In 1965, just under 7,000 kilometers of bicycle lanes had been constructed in the Netherlands, mostly on private initiative. In the 1970s, a number of bicycle-safe intersections and traffic lights had already been built in Leiden, The Hague, and Tilburg. Due to the increasing popularity of the bicycle in the 1980s, the government started to realise that more bicycle lanes needed to be built.
From 1978 to 1988, the Dutch bicycle network grew by 73% — from 9,300 kilometers to 16,100 kilometers — compared to an 11% growth of the motorway network. And since then, the bicycle lane network in the Netherlands has doubled, with about 32,000 kilometers of bicycle lanes today.
Emergence of the car-free city
While the 1960s saw plans to make way for highways, such as in the case of the Singelgracht in Amsterdam, the 1990s saw Dutch city centers increasingly being designed for bicycle and pedestrian traffic.
Fortunately, this development has continued to this day. With low-traffic and car-free zones, more and more cars are being banned from (large) city centers in order to improve air quality and make cities more environmentally friendly and attractive.

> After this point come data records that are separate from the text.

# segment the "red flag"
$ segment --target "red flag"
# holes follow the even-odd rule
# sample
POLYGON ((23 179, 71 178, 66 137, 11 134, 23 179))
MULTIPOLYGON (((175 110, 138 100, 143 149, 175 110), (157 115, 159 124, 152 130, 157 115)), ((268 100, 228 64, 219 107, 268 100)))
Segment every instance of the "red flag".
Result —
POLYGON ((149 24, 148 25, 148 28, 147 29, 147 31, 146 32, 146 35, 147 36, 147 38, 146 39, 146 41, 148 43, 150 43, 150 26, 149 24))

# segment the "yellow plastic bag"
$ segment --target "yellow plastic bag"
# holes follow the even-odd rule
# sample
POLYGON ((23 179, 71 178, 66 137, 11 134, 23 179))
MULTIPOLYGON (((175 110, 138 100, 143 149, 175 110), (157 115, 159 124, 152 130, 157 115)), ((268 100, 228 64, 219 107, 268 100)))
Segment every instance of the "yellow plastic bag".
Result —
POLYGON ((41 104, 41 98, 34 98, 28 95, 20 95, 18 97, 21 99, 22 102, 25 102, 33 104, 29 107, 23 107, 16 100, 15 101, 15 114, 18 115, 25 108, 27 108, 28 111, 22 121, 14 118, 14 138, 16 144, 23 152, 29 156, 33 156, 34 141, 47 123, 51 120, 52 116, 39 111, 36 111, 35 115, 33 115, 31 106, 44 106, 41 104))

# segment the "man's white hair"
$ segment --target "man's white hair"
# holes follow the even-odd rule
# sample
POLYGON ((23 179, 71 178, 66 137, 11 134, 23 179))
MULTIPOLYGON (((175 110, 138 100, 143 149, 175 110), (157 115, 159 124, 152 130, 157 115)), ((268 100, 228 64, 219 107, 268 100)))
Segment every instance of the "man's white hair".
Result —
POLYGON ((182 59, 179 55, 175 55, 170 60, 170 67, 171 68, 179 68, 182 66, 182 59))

Furthermore, locals prefer seeing the medieval alleys around their old churches and canal buildings completely car-free. At the same time, the popularity of the e-bike, which makes cycling attractive for seniors, has significantly increased. E-bikes can also travel long distances, and most people who have them see no reason to own cars.
In a battle between cars and bicycles, bicycles will always win in the Netherlands. According to a 2018 study, bicycles in the Netherlands cover 13.3 billion kilometers annually. There are people who believe that maybe, one of the reasons why the Netherlands never succeeded in having established car brands like the French, Germans, and Swedish is because they’ve come to love their two-wheelers so much.
Today, the Netherlands has tons of different types of bicycles. There’s the cargo bike, recumbent bike, children’s bike, foldable bike… Children use them as a means of transportation to school, parents use them to take their kids to football and hockey practice, and others use them for various kinds of errands. Some (old) people even cycle all around the country (or Europe) during the summer vacation. To the Dutch, cycling isn’t just a necessity, it is also a leisure time activity.
As the Netherlands aims to be climate-neutral by 2050 — achieving an economy with net-zero greenhouse gas emissions — the government will need the populace to cycle much more than ever before.
The bicycle has cemented its place in the Dutch transport culture and I’m afraid it’s not possible to be Dutch without being a badass on a bicycle. Who would have thought that something that once started as a leisure time activity for the rich would go on to become a mode of transportation that is both cheap and environmentally friendly?